Hi everyone,
We are currently in the process of migrating our big physical database servers to new VMware Infrastructure with multiple new Rocky 9 VMs. Most of the VMs are stable, while we faced unknown crashes of the filesystem on currently 2 different hosts on different ESX Servers. These crashes only ever appeared on the new vm database servers. Not any other servers.
Current setup, though the same issues appeared with Rocky 9.3 before:
EsXi Host: VMware ESXi, 8.0.3, 24022510
OS Version: Rocky Linux 9.4 Blue Onyx
Kernel Version: 5.14.0-427.22.1.el9_4.x86_64
open-vm-tools: 12.3.5.46049 (build-22544099)
CPUs: AMD EPYC 9274F 24-Core Processor
Cores: 48 physical – 48 logical
RAM: 257 GB
We do not see any specific increase in resources in vmware or our monitoring system.
These crashes appear quite frequently on one server, always around in between 6-10 days uptime, no systemlogs are available, as the server seems to loose access to / partition and about 15m later from the /data partition. The server has already been cloned and recreated as a trial and also moved to a different esx.
ESX log shows these lines:
scsi0:0: aborting cmd 0x335
[...]
scsi0:1: aborting cmd 0x3fa
Unfortunately Broadcom Support is not able to give us any answer regarding these problems.
stdout on the screen of the crashed machine:
The servers are connected to a fibre channel storage solution in combination with the ESXI. The storage is used on a lot of Servers, with multiple OSes, (Rocky9, SL6.4 as well as some Alma8) without any issues on other servers.
Anyone ever experienced something like this? These are some of our most important servers, on which a lot of jobs are ran in the offtime, when nobody is available to restart the server. And really we are at the end of our ideas right now.
On the face of things, it’s looks more like a “hardware” error, like someone unplugged the disk(s).
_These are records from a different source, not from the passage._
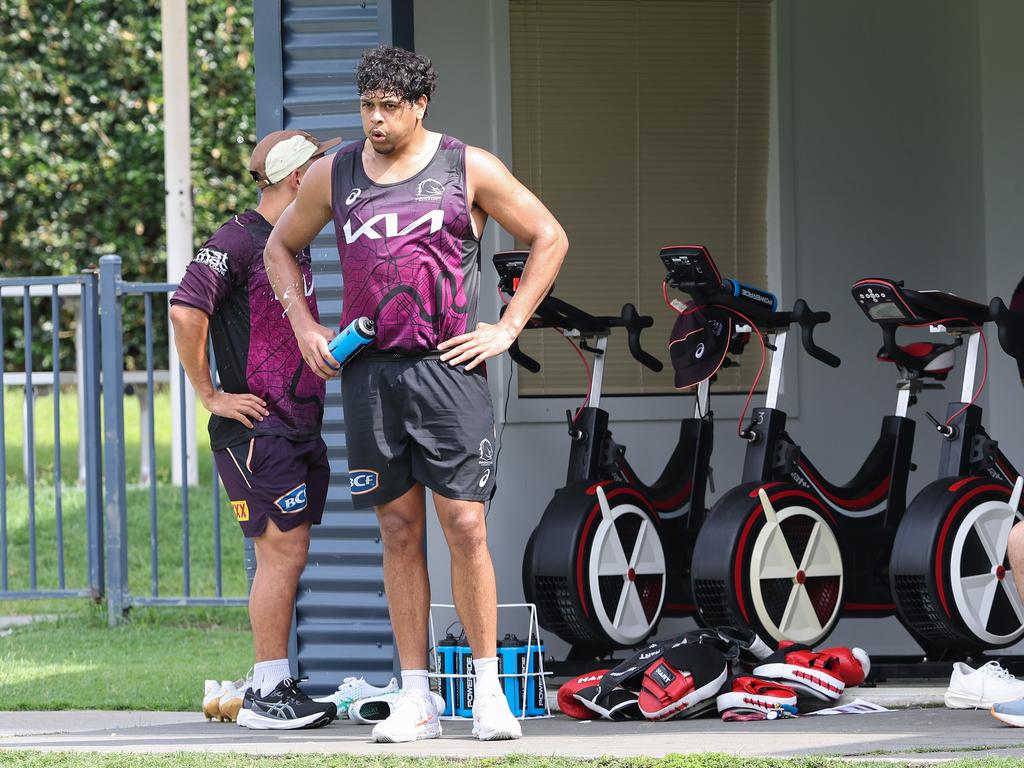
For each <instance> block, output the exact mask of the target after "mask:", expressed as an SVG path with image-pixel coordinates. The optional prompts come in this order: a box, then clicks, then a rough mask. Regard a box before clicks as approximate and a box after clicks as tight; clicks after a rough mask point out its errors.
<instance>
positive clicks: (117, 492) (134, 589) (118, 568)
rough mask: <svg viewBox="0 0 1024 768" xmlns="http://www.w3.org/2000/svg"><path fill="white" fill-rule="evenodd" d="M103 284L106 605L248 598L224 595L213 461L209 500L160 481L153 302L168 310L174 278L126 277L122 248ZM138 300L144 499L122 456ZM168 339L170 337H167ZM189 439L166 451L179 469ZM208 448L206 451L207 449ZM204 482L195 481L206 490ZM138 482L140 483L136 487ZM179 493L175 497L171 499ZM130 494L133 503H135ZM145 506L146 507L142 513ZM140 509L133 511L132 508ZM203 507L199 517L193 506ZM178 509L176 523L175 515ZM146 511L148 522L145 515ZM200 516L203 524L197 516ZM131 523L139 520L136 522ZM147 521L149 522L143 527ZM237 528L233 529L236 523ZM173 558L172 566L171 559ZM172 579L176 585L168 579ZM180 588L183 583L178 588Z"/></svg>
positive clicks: (187, 486) (174, 583)
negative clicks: (143, 543)
mask: <svg viewBox="0 0 1024 768" xmlns="http://www.w3.org/2000/svg"><path fill="white" fill-rule="evenodd" d="M99 285H100V297H101V298H100V301H101V305H100V316H101V337H102V349H103V354H102V376H103V379H102V380H103V422H104V435H105V437H104V445H103V455H104V460H105V464H104V487H105V496H104V506H105V522H106V556H108V570H106V574H108V606H109V610H110V615H111V620H112V622H113V621H117V620H118V618H119V617H120V616H121V615H122V614H123V613H124V611H125V610H126V609H127V608H128V607H130V606H132V605H209V604H221V605H229V604H234V605H244V604H245V603H246V601H247V599H246V598H245V597H242V596H238V597H233V596H225V594H224V561H223V560H224V558H223V548H222V542H221V538H222V537H221V534H222V517H223V514H224V513H225V511H226V510H229V509H230V506H229V505H224V504H222V503H221V488H220V482H219V478H218V477H217V470H216V465H215V464H214V463H213V462H212V461H210V462H209V477H210V482H209V486H208V487H207V488H206V493H208V494H209V496H208V497H207V498H208V499H209V505H205V504H204V505H203V506H202V507H201V508H199V509H197V508H196V507H197V505H196V504H195V503H194V499H195V497H194V496H193V490H191V489H190V488H189V483H188V482H187V481H182V482H181V483H180V485H177V486H168V485H167V484H166V483H163V487H162V483H161V482H160V473H159V472H158V466H157V464H158V446H157V435H158V428H157V424H156V415H157V412H158V408H157V406H156V402H155V397H156V383H155V380H154V377H155V372H156V367H155V349H154V344H155V339H154V313H155V304H159V307H160V310H161V311H166V306H167V298H168V295H169V294H170V293H172V292H173V291H174V289H175V288H177V286H176V285H175V284H171V283H129V282H125V281H123V280H122V276H121V259H120V258H119V257H117V256H104V257H103V258H101V259H100V266H99ZM133 300H134V301H141V303H142V317H143V319H144V324H143V325H144V355H143V356H144V362H145V365H144V373H145V395H144V396H145V398H146V402H145V404H144V406H143V408H142V409H141V414H142V418H143V419H144V423H143V424H142V425H140V426H141V429H140V439H141V440H143V441H144V442H143V444H142V451H141V455H142V456H144V457H146V458H147V461H148V467H147V468H146V471H145V472H144V473H142V474H143V475H144V476H145V477H147V478H148V481H147V482H146V483H145V488H144V490H145V500H144V502H142V503H141V504H139V503H138V502H140V501H141V500H140V499H138V498H136V499H135V500H132V499H130V498H129V493H128V488H127V477H126V466H127V464H126V461H125V458H126V457H125V444H126V441H125V434H126V432H125V413H124V394H123V392H124V381H123V377H124V351H123V346H124V331H125V325H124V319H123V308H124V305H125V304H126V303H127V302H129V301H133ZM162 341H164V342H165V343H166V339H163V340H162ZM208 351H209V357H210V364H211V373H212V375H213V376H214V381H216V378H215V373H213V372H214V371H215V368H214V358H213V349H212V346H211V347H210V348H209V350H208ZM170 375H171V376H172V377H177V380H178V381H177V383H178V391H180V392H183V393H187V392H190V391H191V390H190V388H189V387H187V386H186V380H185V374H184V370H183V369H182V368H181V367H180V366H177V367H176V370H174V371H172V372H171V374H170ZM174 409H175V403H172V409H171V411H172V413H170V415H169V416H170V419H174V420H177V421H178V424H179V429H180V434H182V435H186V434H188V433H189V431H190V429H194V428H195V425H190V424H189V423H188V419H187V418H186V401H185V398H184V397H181V398H180V400H179V402H178V403H176V413H175V412H174ZM188 444H189V440H185V439H182V440H181V441H180V445H179V449H178V452H177V456H170V455H168V456H167V462H168V463H175V462H177V463H178V467H179V468H180V470H181V473H180V476H181V477H182V478H185V477H187V476H188V472H187V465H188ZM206 453H207V454H208V452H206ZM204 485H205V483H201V484H200V485H199V486H198V487H197V493H202V492H201V488H203V487H204ZM136 490H141V488H137V489H136ZM174 496H177V499H173V497H174ZM133 501H134V502H135V503H133ZM142 508H144V511H145V513H144V514H139V512H140V511H141V509H142ZM132 512H135V513H136V514H132ZM197 512H199V513H200V514H201V516H200V517H197V515H196V513H197ZM172 516H173V517H174V518H176V519H174V520H173V524H165V523H169V522H170V518H171V517H172ZM143 519H144V520H145V523H143ZM197 522H201V523H202V525H201V526H199V527H198V526H197V525H196V523H197ZM132 523H134V524H132ZM143 526H144V527H145V528H147V529H146V530H143ZM232 532H233V530H232ZM175 535H176V536H177V539H178V543H179V545H180V549H178V548H177V547H174V551H175V557H174V558H173V560H172V561H170V562H165V560H167V558H166V557H165V556H163V555H162V554H161V548H162V547H164V548H167V547H168V545H170V544H171V542H170V541H167V540H168V539H169V538H170V537H171V536H175ZM142 536H144V537H145V539H146V544H147V546H146V553H145V554H143V553H142V551H141V550H140V548H138V547H134V548H133V546H132V545H133V542H137V541H138V538H140V537H142ZM204 536H209V537H210V538H209V539H208V540H207V541H208V542H209V544H210V547H209V549H208V550H205V551H206V552H208V554H209V555H210V558H209V560H206V559H204V566H205V567H204V571H205V574H206V579H205V589H201V590H197V589H196V586H197V585H196V584H195V580H194V570H195V569H194V565H195V560H196V557H195V554H196V553H195V552H194V550H195V549H196V548H197V547H198V544H199V542H198V540H199V539H201V538H202V537H204ZM131 552H133V553H134V561H136V562H137V561H138V560H140V559H141V560H146V559H147V561H148V562H147V565H148V567H147V574H148V584H147V585H146V587H144V588H143V587H142V585H141V584H138V583H137V582H136V583H133V582H132V575H133V574H132V573H131V572H130V570H129V554H130V553H131ZM230 552H231V554H232V555H236V556H237V558H232V561H233V560H234V559H237V560H238V565H239V567H238V569H237V572H238V574H240V579H241V582H240V590H239V591H240V592H241V591H243V590H244V581H245V580H244V575H245V571H244V567H243V565H242V557H243V555H242V552H243V548H242V547H241V546H239V547H236V548H233V549H232V550H230ZM167 566H169V567H167ZM167 585H172V587H171V589H165V586H167ZM174 588H179V589H176V590H175V589H174Z"/></svg>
The screenshot might not be that helpful, it’s showing stuff “after the fact”, what you really want is the hardware log, like the log of the storage system showing the disk going offline.
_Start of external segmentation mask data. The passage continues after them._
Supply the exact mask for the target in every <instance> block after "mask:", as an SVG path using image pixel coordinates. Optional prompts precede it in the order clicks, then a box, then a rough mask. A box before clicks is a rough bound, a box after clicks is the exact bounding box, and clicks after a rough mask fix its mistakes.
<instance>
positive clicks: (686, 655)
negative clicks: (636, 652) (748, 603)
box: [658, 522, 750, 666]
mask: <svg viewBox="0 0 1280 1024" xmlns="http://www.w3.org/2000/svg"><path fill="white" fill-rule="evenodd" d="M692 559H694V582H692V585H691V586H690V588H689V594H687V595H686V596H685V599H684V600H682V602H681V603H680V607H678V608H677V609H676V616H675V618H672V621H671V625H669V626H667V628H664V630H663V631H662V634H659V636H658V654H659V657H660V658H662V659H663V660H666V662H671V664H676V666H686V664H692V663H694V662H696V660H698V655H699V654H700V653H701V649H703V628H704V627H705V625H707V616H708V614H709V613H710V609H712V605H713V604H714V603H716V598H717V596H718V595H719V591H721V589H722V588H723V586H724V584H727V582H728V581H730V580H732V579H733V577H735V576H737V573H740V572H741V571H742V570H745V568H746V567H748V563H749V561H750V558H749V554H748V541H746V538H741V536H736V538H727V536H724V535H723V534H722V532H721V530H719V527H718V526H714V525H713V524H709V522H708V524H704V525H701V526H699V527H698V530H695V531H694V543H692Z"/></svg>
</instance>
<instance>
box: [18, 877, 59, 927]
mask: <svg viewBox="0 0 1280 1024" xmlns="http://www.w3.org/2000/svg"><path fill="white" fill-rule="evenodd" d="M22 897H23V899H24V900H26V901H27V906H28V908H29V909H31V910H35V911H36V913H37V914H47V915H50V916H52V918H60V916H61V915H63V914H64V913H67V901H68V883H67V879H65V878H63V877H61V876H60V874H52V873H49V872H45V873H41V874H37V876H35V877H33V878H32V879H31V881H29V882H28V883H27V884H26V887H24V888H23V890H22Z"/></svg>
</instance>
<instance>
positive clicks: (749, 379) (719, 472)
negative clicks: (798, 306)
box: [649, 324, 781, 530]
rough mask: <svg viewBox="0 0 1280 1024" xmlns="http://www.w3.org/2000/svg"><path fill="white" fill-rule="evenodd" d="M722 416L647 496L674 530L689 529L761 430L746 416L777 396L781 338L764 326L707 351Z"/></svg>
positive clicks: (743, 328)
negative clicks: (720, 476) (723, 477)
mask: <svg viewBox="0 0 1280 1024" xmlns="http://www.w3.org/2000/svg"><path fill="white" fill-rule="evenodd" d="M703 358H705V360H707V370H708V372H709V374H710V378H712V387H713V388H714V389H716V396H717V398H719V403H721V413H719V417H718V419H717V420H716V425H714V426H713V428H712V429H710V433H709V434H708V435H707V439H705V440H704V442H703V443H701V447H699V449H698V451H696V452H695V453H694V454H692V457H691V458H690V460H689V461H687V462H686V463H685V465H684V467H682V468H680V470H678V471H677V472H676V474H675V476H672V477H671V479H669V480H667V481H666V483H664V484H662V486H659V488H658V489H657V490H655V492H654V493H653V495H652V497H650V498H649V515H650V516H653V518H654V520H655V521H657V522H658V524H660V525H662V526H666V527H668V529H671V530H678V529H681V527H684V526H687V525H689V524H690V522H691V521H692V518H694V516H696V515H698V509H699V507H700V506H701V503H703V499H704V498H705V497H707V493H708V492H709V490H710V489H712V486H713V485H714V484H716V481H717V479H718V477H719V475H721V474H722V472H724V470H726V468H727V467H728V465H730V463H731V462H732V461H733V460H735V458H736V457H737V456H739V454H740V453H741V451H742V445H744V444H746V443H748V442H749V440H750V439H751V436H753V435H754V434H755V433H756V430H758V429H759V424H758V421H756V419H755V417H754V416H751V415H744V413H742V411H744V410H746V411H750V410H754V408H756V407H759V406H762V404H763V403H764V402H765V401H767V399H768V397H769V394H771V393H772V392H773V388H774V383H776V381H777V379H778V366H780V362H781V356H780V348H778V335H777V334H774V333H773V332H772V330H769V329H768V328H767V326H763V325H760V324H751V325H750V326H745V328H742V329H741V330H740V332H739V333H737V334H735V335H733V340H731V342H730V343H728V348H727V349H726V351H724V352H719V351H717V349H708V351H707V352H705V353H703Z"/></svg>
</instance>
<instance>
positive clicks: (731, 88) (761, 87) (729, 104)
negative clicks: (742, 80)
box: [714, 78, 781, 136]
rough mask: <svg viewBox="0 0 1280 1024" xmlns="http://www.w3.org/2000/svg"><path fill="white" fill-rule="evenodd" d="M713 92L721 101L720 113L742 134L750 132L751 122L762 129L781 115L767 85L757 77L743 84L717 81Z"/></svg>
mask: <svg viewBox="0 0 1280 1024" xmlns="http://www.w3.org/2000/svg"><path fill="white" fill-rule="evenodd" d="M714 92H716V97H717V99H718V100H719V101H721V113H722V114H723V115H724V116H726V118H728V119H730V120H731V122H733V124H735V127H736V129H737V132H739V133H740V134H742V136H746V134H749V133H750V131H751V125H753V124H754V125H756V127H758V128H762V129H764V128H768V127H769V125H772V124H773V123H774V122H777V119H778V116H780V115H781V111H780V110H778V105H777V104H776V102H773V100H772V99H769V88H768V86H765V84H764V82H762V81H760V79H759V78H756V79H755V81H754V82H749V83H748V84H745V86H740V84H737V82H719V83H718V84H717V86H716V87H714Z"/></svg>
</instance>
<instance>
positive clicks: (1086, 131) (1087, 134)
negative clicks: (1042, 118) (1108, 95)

I would agree to that, if it wouldn’t be one storage system for 100 machines and only the new database servers of them have such problems currently.
These 2 servers where it actually happened are the the ones with the biggest Filesystems though.
We have found some bugs noted for vmfs 6 type storage for devices of more than 2.5TB, which would be the case for some of these servers. VMWare/Broadcom doesn’t say anything though, they start again from the beginning after 8 weeks. And don’t seem to understand their own bug reports.
I have like half a mind to use 2 virtual disk of 2TB and just create the LVM over 2 Disks, to just hope.
Another idea.
You say you can’t access the system logs at the point of the crash, because the filesystems stopped working (makes sense).
BUT.
What happens if you reboot the crashed server?
Do the old filesystems come back?
If so:
Do they pass filesystem integrity checks?
Do they have the data you expect to see on them?
If so:
You should be able to obtain the system logs by going back in time to the point of the crash, and see what it says in the log.
If the file systems are gone completely, and the server can’t reboot, then what does vmware say about the missing filesystems? They can’t just be gone?
Really, you need to forget about the o/s, and go into vmware storage logging, and then go into the storage logs of the storage vendor. You should also check the exact mapping from the o/s to vmware, and then from vmware to the storage system, e.g. note every fibre connection, every device id all the way to the real disk. Try also connecting the same server to different storage, and then try to make it crash.